As Stewart achieved TV ubiquity, J Records made sure that ‘It Had To Be You – The Great American Songbook’ was heard far and wide. Through a deal with Continental Airlines, the album could be heard through headsets on hundreds of flights. The label hired Movie Tunes, which distributes songs to movie theaters to be played in the minutes before a film starts. Stewart’s new material was heard in 10,000 screens nationwide. The label also retained Target Music Marketing, which distributed the songs to high-end restaurants, upscale clothing stores and other shops, which played the songs over their in-house sound systems. Another company, Street Syndicate, handled the lower end, placing the songs in stores where 20-year-olds shop. (The theory was that young folks who heard the album would buy it for their parents.)

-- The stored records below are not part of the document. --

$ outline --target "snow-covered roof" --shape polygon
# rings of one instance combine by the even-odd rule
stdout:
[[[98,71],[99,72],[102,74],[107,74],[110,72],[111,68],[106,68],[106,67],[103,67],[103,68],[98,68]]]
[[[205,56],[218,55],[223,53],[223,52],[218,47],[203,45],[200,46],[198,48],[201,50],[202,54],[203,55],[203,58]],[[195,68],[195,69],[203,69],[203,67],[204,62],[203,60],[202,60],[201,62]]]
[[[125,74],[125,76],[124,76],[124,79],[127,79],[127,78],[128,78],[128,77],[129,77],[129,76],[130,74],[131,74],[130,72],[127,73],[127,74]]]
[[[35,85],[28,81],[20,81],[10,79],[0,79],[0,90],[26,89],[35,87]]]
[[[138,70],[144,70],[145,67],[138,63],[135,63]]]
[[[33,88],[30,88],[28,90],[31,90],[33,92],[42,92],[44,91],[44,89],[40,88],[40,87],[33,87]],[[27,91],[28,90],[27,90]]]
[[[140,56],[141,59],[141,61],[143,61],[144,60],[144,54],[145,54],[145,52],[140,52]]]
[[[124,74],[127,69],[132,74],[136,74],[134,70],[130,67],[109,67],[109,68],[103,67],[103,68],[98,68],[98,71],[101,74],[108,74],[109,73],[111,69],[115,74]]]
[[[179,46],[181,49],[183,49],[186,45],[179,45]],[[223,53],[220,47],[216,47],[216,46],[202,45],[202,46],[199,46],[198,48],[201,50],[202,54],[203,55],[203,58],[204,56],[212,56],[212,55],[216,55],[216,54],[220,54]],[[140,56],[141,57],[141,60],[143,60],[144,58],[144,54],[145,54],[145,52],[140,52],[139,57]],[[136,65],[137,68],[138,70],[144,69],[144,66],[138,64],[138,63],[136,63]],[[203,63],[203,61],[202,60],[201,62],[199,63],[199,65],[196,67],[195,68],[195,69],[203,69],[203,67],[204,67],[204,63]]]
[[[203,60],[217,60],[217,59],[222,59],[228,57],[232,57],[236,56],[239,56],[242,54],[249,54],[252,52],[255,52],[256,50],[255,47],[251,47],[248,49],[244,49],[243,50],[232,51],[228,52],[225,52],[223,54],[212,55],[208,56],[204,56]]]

J Records sensed a hit the week before the release date, a hunch confirmed when ‘It Had to Be You’ sold 115,000 copies through the direct-market campaign alone. A figure closer to 50,000 had been anticipated. When the response in stores was just as strong, Corson started pitching to radio.

Stewart said his career longevity, and that of his contemporaries, could stem from the quality of work they still produce: “We’re still groundbreakers; we’re still doing it at this age. Much as the critics might laugh at the Rolling Stones and Paul McCartney, they’re still packing them in.”